Output formats
What Stera reads in (MCAP) and what it writes out (HDF5, MP4, PLY, RRD).
A Stera session moves through two formats: MCAP going in, an episode directory coming out.
Input — MCAP
Each recording from the Stera App is a single .mcap file. It bundles every sensor stream — RGB, depth, ARKit pose, IMU — on a shared clock.
Process reads MCAPs through MCAPReader:
from stera.data import MCAPReader
reader = MCAPReader("recording.mcap")
for frame in reader.frames():
rgb, depth, pose = frame.rgb, frame.depth, frame.cam_poseFull reference: Process > Guides > Reading MCAP.

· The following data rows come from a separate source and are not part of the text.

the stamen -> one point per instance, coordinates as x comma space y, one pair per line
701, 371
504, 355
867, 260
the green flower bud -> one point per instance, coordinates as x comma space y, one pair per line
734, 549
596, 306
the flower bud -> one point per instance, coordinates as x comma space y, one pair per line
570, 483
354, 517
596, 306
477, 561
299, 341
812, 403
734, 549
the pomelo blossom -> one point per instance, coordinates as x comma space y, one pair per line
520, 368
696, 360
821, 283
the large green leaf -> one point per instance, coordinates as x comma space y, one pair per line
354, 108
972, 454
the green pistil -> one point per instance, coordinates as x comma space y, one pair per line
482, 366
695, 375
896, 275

Output — Episode directory
After processing, session.export(out_dir) writes a complete episode you can drop straight into a training pipeline.
| File | Format | What it is |
|---|---|---|
rgb.mp4 | H.264 MP4 | Original RGB video at capture framerate. |
mesh.ply | PLY | Scene mesh reconstructed from depth + ARKit. |
thumbnail.jpg | JPEG | One-frame preview, useful for dataset browsers. |
annotation.hdf5 | HDF5 | All time-series: depth, cam-pose, hand-pose, IMU, metadata. |
visualization.rrd | Rerun | Optional replay file, opens in rerun-viewer. |
calibrations/ | .npy + meta.json | Intrinsics, distortion, RGB↔depth extrinsics. |
annotation.hdf5
The HDF5 file is the most important output for downstream training. It holds every time-series annotation behind one file handle:
annotation.hdf5
├── /depth per-RGB-frame depth maps, gzip-compressed
├── /cam-pose camera pose translations + rotations
├── /imu IMU samples
├── /hand-pose hand detections (when buffered)

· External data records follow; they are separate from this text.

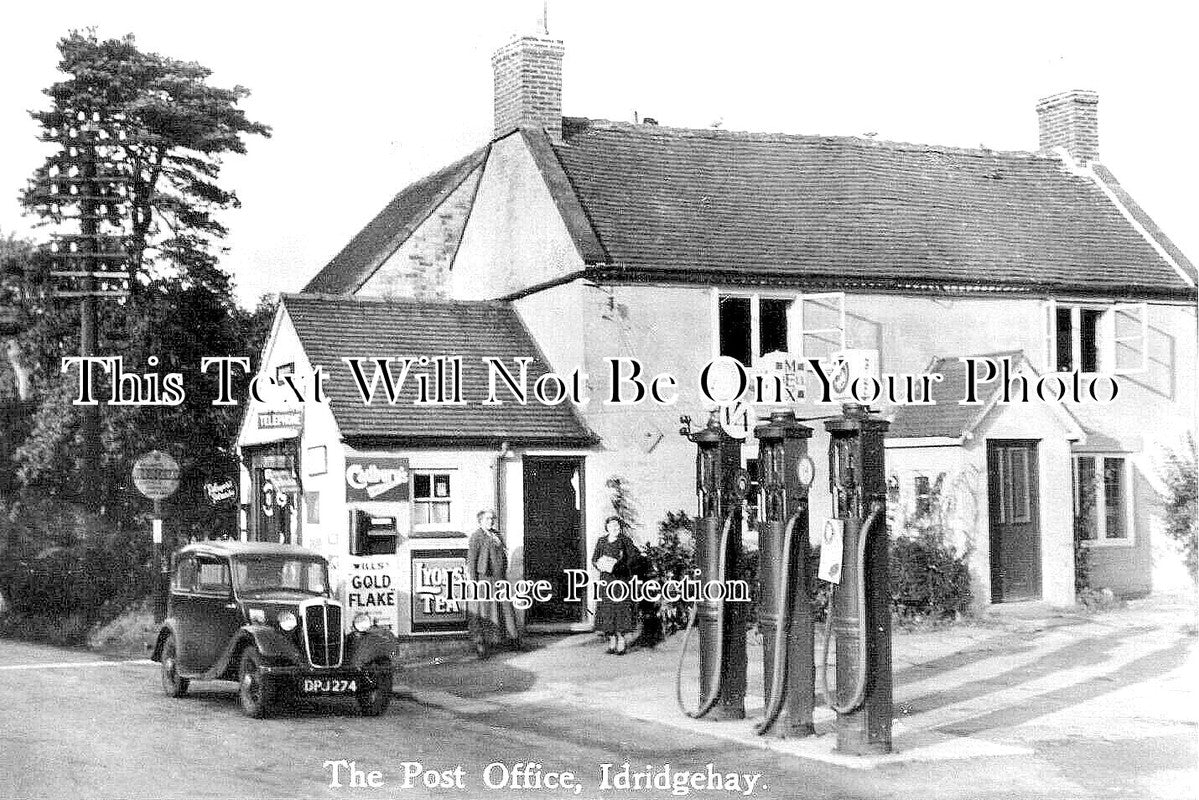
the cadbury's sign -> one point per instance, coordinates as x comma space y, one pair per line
375, 479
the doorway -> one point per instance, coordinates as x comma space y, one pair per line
553, 541
1014, 517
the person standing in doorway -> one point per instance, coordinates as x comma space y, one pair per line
614, 557
490, 621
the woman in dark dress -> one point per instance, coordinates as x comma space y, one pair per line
614, 557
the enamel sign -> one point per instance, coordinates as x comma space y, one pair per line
380, 479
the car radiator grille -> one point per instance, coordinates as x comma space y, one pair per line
323, 630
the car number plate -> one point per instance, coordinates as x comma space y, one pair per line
327, 686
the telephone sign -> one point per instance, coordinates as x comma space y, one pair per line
156, 475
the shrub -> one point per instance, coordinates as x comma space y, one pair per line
64, 571
1180, 501
673, 558
928, 578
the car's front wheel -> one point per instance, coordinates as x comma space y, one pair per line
374, 699
255, 699
172, 684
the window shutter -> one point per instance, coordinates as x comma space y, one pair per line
1050, 334
1130, 337
823, 324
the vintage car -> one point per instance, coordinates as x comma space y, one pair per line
263, 615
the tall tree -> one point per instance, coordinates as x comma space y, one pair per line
168, 130
158, 132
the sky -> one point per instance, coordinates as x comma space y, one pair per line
365, 97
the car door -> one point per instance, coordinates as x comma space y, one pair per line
215, 617
184, 612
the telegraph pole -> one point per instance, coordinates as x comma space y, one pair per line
91, 262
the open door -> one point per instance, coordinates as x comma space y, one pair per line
1014, 516
553, 540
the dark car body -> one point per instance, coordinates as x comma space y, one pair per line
263, 614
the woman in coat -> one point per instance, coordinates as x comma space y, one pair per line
615, 555
490, 621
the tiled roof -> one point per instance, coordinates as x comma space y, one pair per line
391, 227
847, 210
949, 417
335, 328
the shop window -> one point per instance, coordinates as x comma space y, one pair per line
1097, 338
432, 499
372, 535
751, 325
1101, 498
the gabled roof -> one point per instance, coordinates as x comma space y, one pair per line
645, 202
391, 227
949, 419
844, 211
331, 329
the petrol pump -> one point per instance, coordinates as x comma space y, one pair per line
785, 575
721, 485
859, 612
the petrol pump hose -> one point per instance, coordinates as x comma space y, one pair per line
709, 702
777, 684
860, 689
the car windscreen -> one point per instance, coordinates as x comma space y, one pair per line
257, 573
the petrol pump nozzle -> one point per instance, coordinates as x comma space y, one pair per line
859, 695
778, 683
706, 703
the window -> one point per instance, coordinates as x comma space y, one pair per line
431, 499
185, 576
214, 577
312, 507
1097, 338
923, 495
1101, 498
808, 325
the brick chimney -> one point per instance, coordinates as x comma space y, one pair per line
529, 84
1070, 120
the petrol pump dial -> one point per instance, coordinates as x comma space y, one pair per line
806, 470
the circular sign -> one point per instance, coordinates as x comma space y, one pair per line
156, 475
806, 470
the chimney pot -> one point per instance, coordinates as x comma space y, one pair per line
529, 85
1070, 120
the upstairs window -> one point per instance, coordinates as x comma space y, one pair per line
751, 325
1097, 338
432, 499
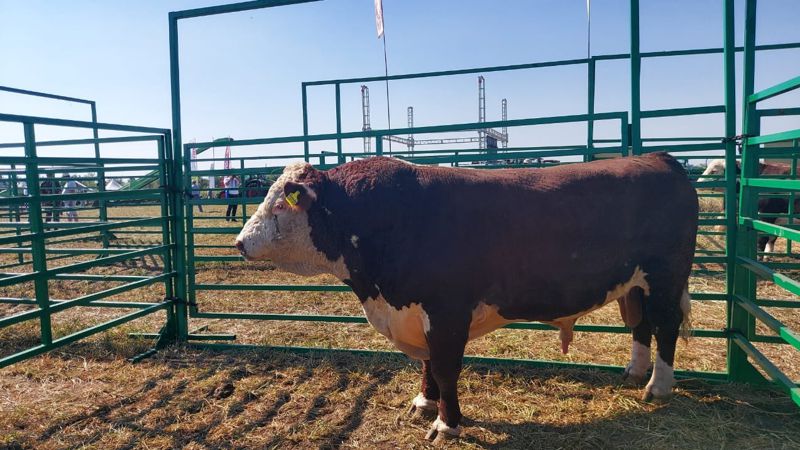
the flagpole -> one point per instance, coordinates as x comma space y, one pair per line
386, 74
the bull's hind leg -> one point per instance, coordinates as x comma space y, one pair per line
632, 310
447, 338
666, 319
426, 402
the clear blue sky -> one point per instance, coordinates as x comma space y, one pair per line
241, 72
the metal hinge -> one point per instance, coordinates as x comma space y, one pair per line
738, 139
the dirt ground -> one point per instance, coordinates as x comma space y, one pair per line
87, 395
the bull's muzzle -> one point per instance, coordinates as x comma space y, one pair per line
240, 246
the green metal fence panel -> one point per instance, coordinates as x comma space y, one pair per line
47, 250
745, 312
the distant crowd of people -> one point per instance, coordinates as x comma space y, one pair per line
53, 209
231, 186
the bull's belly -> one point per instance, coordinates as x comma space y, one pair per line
407, 327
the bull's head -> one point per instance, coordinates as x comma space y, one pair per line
279, 230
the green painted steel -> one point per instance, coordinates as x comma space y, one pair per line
744, 309
33, 241
39, 238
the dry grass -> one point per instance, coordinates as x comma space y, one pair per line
88, 396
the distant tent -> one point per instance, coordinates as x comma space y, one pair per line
113, 185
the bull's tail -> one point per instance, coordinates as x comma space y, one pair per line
686, 308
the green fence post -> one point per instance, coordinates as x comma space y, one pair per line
14, 214
38, 240
589, 156
636, 72
739, 320
339, 155
101, 179
306, 151
175, 181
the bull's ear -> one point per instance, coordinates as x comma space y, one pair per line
298, 195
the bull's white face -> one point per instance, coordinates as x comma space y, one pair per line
280, 232
715, 167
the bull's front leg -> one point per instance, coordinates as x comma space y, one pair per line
426, 402
447, 339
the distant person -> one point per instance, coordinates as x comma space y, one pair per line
196, 194
50, 186
231, 183
70, 187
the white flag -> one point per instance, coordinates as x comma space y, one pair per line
194, 158
379, 17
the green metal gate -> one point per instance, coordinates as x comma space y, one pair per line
191, 242
746, 309
62, 236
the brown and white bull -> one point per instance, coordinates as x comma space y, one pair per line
439, 256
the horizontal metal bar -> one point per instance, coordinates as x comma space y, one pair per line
471, 126
17, 279
85, 299
272, 287
97, 304
775, 137
659, 54
763, 183
231, 8
216, 230
291, 317
770, 303
38, 350
79, 124
70, 251
775, 230
202, 258
780, 88
713, 376
769, 274
46, 95
672, 112
361, 319
789, 336
685, 147
92, 277
778, 112
771, 369
106, 261
83, 141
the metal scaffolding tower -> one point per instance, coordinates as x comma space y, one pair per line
484, 134
365, 117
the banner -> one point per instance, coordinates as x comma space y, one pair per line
194, 159
379, 17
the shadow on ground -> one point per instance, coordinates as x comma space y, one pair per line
189, 398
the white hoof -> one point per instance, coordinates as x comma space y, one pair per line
422, 405
439, 431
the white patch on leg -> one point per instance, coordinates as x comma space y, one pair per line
421, 402
640, 361
404, 327
660, 385
440, 427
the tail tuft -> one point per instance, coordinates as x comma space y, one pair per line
686, 308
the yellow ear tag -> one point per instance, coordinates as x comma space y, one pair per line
291, 199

└── /metadata durations, frame counts, start/end timestampsEvery dataset's shape, dtype, and units is documented in the canonical reference: Process > Concepts > HDF5 schema.
Coordinate frames
All poses in the export use a single convention — right-handed, +X right / +Y down / +Z forward in the camera frame, with depth in millimetres. See Process > Concepts > Coordinate frames before you start training.

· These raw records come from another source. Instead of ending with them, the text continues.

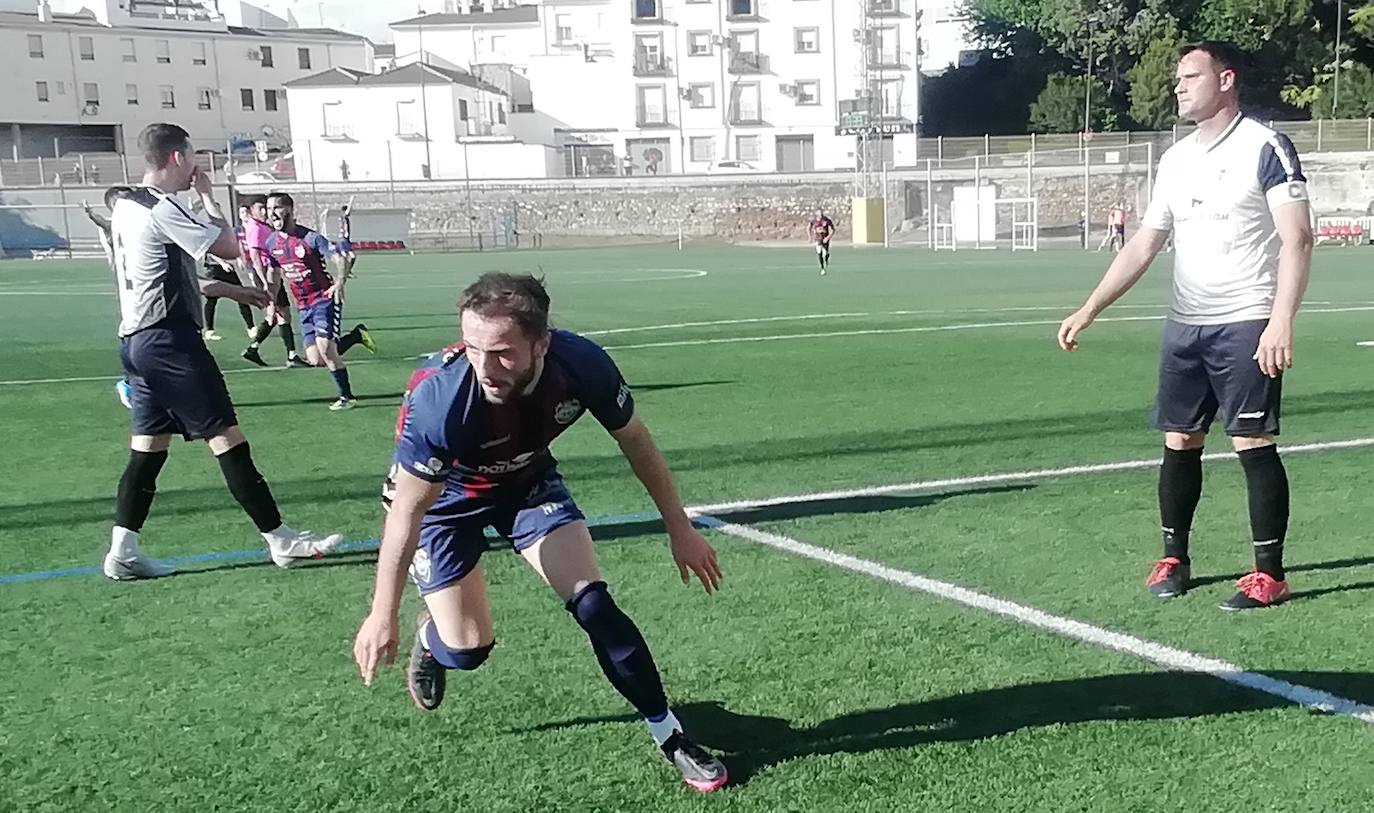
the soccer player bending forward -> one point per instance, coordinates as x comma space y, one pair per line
471, 453
1234, 197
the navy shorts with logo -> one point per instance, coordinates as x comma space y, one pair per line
320, 320
176, 387
1211, 370
451, 545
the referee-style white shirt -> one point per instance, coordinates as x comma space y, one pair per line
1220, 199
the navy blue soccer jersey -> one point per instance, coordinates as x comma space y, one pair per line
448, 431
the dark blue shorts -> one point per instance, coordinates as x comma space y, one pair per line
175, 385
451, 545
320, 320
1211, 370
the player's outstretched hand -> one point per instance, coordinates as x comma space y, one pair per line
374, 646
254, 297
694, 554
1275, 350
1071, 327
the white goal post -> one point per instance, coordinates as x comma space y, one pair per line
980, 220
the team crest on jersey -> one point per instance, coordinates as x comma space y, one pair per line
421, 566
568, 411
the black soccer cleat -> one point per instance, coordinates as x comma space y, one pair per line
700, 769
252, 355
425, 677
1169, 578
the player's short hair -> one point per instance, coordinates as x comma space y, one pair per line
160, 140
1224, 55
518, 295
114, 194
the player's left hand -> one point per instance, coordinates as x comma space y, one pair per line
1275, 350
694, 554
374, 646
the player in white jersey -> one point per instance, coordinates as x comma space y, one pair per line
173, 381
1234, 197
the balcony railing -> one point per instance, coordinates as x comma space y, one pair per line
748, 62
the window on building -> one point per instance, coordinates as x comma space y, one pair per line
748, 149
702, 149
702, 95
650, 107
698, 43
408, 118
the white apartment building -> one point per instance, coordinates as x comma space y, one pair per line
408, 122
91, 81
682, 85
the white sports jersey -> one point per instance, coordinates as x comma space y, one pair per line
158, 249
1219, 199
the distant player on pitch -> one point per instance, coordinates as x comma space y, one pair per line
471, 453
820, 230
1235, 199
298, 254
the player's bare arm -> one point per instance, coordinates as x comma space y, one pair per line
691, 551
227, 245
377, 639
1294, 227
1125, 269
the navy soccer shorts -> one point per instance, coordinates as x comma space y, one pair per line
451, 545
1207, 371
176, 387
322, 322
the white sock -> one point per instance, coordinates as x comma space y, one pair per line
124, 543
664, 728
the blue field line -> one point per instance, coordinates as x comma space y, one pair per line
352, 547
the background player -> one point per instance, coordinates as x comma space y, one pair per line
253, 232
175, 383
473, 452
298, 253
822, 228
1235, 199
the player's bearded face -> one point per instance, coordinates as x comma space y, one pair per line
503, 357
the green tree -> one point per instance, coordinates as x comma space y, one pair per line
1152, 81
1058, 109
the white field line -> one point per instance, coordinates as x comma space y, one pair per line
1152, 651
917, 330
983, 479
748, 339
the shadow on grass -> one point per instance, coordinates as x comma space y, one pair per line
752, 743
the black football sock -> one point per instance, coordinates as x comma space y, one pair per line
1180, 488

Don't mix raw MCAP poses with exported HDF5 poses without checking the frame convention — MCAP carries the ARKit native frame, while session.export rebases to the Stera frame.
Choosing what to export
session.export() writes the full episode by default. To skip outputs, pass keyword flags:
session.export(
"episodes/run_01",
write_mesh=False, # skip mesh.ply
write_rrd=False, # skip visualization.rrd
annotations=["depth", "cam-pose"], # subset of HDF5 groups
)Full option list: Process > Guides > Episode export.